If the outage is caused by issues with underlying services, because of factors such as faulty hardware or network outage, and if Microsoft has determined that the region won't become available within a reasonable amount of time, Microsoft will notify customers and switch over the traffic so that it's routed to the secondary region instances.

In the event of an unanticipated region-wide outage, such as a natural disaster that affects the whole Azure region, and if Microsoft has determined that the region won't become available within a reasonable amount of time, Microsoft will notify customers and switch over the traffic so that it's routed to the secondary region instances. In these cases, customers might experience up to 15 minutes of data loss, also known as Recovery Point Objective (RPO), depending on the nature and timing of the outage. The recovery time objective (RTO) could vary from four to 10 hours.

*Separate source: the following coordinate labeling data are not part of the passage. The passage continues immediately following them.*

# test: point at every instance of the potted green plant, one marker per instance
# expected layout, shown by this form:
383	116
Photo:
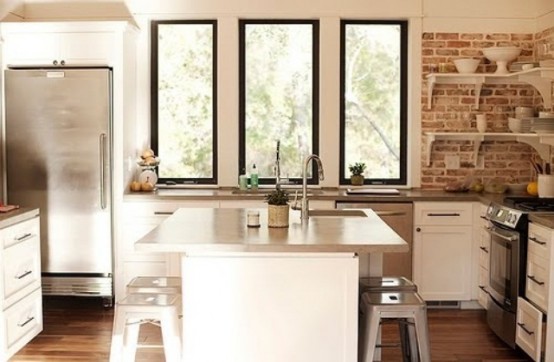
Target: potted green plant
357	173
277	208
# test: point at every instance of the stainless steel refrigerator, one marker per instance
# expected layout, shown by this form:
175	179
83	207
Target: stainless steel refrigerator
58	158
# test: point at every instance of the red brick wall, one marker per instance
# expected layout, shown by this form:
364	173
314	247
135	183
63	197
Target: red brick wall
453	108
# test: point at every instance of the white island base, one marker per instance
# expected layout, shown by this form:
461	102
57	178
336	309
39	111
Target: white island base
270	307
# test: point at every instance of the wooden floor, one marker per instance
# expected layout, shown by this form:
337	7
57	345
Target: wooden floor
79	329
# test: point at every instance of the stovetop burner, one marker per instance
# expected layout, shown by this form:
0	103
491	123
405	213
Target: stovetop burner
530	203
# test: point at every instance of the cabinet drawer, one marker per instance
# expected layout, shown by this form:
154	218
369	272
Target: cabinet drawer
22	321
536	285
529	329
21	270
540	239
443	213
20	232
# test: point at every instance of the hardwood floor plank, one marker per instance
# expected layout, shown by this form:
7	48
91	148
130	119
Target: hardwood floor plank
79	330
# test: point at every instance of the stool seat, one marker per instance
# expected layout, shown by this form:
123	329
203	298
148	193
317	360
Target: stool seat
138	308
170	285
408	307
385	284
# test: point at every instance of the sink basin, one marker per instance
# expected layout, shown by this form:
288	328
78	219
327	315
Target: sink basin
336	213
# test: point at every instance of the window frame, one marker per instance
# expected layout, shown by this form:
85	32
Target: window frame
242	167
402	179
154	100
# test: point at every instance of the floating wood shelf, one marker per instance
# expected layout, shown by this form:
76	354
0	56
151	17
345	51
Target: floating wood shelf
540	78
541	142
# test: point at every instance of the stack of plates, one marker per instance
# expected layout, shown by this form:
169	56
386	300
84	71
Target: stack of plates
542	125
519	125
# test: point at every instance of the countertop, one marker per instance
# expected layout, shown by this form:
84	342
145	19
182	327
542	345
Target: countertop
328	194
16	216
205	230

If a failover occurs, the applicable service will work in limited mode. Update maintenance can't be triggered in failover mode.

Failback

When Microsoft determines that the primary region is back online and fully operational, it will notify customers and switch the environments back so that they work out of the primary region. Users who are connected to the systems will experience a brief interruption of up to a few minutes, and the batch service might be unavailable for up to 25 minutes. The service, including all non-production instances, will be fully restored. There will be no data loss during the failback process.

Important

While the environment is operating out of the secondary region, the finance and operations app environment will have reduced functionality. Financial Reporting and Power BI reporting won't be available. If Financial Reporting is critical for a customer during the disaster, the customer can request restoration of the service to Microsoft through a support ticket.

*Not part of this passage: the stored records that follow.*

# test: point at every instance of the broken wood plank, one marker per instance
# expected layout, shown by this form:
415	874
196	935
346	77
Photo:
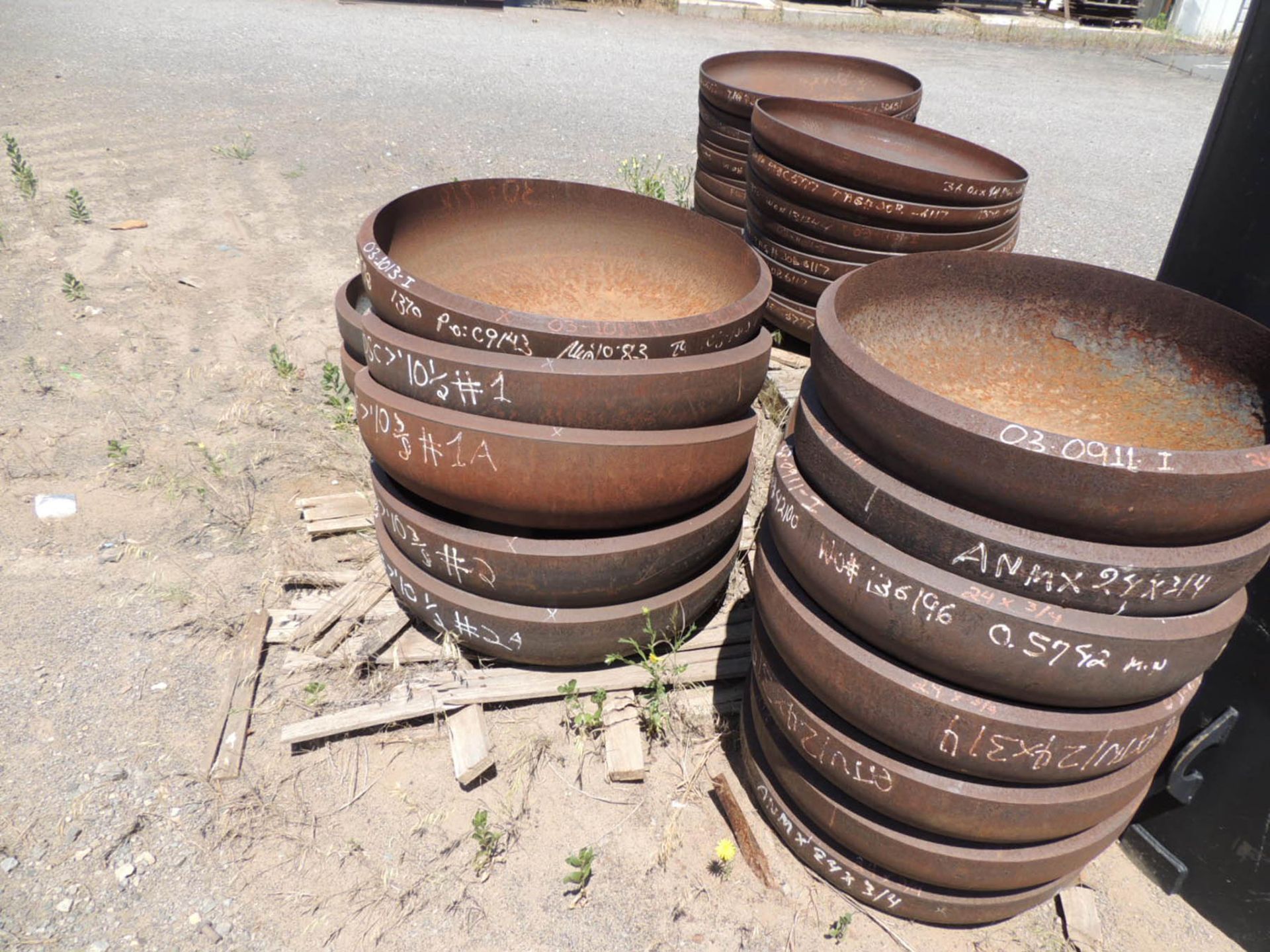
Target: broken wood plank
446	691
341	630
225	753
370	578
1081	918
309	502
746	842
312	579
337	527
337	509
624	743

Additionally, there might be service degradation of non-production instances. Deployments of new non-production environments might be blocked.

Responsibilities for disaster recovery

The following table describes responsibilities for disaster recovery.

Microsoft's responsibilities Customer's responsibilities
Microsoft enables geo-redundancy and automatic backup of SQL and Azure storage when the primary production instance is deployed. None
Microsoft has Application Object Server (AOS) images available from a regional repository to restore compute. We maintain the compute infrastructure to meet RTO. None

If an outage occurs, and Microsoft determines that a region failover must be done, we don't require customer consent, because there will be no data loss. However, if a cross-region failover must be done for the customer, there might be dataloss up to 15 mins. For more information, see Azure SQL Database Geo-Restore.

In the event of data loss, Microsoft will contact the customer to request its sign-off on a failover.

In the event of data loss, the customer must provide written sign-off to trigger the failover.
If a failover occurs, the applicable service works in limited mode. Update maintenance can't be triggered in failover mode. The customer can't request package deployments or other regular maintenance requests in failover mode.
When the datacenter becomes operational, Microsoft fails back to the production instance in the primary Azure region. Normal operations are resumed. A notification will be published to customers. Although customers might experience brief interruptions or disconnections during this window, they won't have to take a full downtime. None
None The customer should plan disaster recovery for resources that aren't provisioned by Microsoft as part of the service. This includes resources that run independently, as well as ones that are hosted in customer subscriptions in Azure.